DCM wins university competition
By Richard High12 August 2009
Architect Denton Corker Marshall (DCM) has won the design competition for a new Faculty of Engineering and Information Technology building at the University of Technology, Sydney, Australia.
The AU$ 170 million (US$ 140 million) building, designed to "strong environmentally sustainable principles", will provide 12 storeys of research laboratories, lecture theatres, seminar rooms, teaching laboratories and academic offices.
The interior of the building is concealed within a skin with a ‘crevasse' providing pedestrian access through the building and connecting to the surrounding area. The building is then covered by four tilted and skewed plates - one for each façade, which form a series of triangular openings at the corners for further access.

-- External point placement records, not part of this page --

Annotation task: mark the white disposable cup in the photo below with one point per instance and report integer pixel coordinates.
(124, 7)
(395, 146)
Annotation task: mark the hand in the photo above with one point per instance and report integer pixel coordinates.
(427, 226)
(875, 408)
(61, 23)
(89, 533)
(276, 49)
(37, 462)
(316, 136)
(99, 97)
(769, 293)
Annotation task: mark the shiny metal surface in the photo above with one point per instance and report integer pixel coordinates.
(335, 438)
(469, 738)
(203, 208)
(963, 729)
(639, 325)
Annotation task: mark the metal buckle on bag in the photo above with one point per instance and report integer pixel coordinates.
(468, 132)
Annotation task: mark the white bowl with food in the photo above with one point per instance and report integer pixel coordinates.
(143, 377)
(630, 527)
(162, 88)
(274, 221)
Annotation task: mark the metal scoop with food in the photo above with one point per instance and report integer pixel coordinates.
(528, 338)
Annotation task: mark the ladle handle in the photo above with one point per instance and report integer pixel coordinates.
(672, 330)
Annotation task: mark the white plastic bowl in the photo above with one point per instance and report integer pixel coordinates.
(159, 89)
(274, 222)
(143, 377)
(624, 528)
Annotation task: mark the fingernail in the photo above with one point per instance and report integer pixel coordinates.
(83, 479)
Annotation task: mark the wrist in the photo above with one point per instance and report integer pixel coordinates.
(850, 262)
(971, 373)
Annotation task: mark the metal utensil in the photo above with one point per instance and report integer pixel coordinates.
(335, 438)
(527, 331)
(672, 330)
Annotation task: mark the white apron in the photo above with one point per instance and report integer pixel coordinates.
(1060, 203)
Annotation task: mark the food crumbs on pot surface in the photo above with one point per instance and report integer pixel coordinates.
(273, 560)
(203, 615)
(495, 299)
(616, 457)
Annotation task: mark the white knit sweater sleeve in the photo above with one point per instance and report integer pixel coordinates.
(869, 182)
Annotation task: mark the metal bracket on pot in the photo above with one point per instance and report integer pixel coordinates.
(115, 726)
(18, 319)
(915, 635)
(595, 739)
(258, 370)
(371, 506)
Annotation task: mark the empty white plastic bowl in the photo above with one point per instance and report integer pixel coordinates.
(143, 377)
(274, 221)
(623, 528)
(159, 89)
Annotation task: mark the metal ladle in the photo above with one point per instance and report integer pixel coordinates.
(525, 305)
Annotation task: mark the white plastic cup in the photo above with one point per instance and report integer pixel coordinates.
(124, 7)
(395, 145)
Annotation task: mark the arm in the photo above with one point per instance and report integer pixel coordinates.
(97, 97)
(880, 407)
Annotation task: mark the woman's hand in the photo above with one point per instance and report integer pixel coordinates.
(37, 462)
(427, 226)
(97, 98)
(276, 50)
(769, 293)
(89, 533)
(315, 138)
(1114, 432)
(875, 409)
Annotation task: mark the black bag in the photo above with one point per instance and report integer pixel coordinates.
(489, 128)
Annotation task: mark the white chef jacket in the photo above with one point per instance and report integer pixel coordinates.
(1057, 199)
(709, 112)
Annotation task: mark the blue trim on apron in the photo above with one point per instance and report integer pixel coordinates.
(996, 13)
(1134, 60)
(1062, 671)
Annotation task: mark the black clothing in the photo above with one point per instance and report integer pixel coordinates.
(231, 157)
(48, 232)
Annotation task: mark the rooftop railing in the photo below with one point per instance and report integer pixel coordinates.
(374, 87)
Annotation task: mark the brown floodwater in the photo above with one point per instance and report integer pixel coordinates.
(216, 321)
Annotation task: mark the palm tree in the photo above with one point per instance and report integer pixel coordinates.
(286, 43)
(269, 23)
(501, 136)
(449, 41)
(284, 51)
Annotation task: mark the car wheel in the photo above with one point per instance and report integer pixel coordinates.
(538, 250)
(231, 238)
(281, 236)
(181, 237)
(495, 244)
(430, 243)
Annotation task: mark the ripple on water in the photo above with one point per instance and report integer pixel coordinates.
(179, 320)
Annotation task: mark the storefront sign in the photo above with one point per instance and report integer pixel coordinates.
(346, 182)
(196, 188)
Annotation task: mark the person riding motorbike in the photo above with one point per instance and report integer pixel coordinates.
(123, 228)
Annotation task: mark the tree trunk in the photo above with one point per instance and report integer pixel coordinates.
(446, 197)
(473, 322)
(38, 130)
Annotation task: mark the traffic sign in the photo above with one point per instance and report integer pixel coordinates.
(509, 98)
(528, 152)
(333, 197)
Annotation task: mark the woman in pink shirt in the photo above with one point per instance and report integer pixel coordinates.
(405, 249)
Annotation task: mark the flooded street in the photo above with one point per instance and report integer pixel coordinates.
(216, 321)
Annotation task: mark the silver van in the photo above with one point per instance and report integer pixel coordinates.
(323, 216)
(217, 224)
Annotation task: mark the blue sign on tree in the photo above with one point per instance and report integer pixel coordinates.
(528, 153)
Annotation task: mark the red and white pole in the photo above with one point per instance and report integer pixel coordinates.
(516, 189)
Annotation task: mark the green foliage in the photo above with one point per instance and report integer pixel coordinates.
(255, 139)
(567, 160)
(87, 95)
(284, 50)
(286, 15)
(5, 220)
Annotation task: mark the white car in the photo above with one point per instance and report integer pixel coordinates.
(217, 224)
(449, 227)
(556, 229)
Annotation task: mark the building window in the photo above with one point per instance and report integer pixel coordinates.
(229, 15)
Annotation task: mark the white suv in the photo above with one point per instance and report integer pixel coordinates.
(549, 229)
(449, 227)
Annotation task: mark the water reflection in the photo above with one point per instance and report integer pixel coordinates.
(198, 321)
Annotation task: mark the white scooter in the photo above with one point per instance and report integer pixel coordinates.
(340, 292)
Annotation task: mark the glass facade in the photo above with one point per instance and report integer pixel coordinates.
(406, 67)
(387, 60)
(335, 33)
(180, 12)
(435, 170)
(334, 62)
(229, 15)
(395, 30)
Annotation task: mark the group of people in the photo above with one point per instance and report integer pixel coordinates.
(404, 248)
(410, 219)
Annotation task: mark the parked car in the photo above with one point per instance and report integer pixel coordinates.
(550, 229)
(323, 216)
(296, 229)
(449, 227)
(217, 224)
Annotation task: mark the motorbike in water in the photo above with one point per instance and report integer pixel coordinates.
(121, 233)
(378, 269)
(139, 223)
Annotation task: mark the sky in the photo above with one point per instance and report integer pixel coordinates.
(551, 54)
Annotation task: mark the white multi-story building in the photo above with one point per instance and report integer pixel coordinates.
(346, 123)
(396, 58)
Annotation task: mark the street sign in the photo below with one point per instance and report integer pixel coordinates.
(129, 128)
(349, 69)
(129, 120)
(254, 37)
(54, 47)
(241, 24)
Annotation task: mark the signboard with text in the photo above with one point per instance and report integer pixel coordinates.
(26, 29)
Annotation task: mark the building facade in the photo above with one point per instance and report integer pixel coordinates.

According to director john Denton, the surface of each plate is creased to form a series of ‘gills' that "visually reinforce[e] the sense of plate as skin and creating a semi-transparent screen."
Perforating the skin of each plate will be the ‘1's and ‘0s' of binary code of the alphabetical character string for ‘University of Technology Sydney Faculty of Engineering and information Technology'.
The design targets a minimum 5-star Green Star rating, with an energy saving strategy expected to deliver a 30 to 45% energy saving over benchmark tertiary educational buildings with similar functional spaces.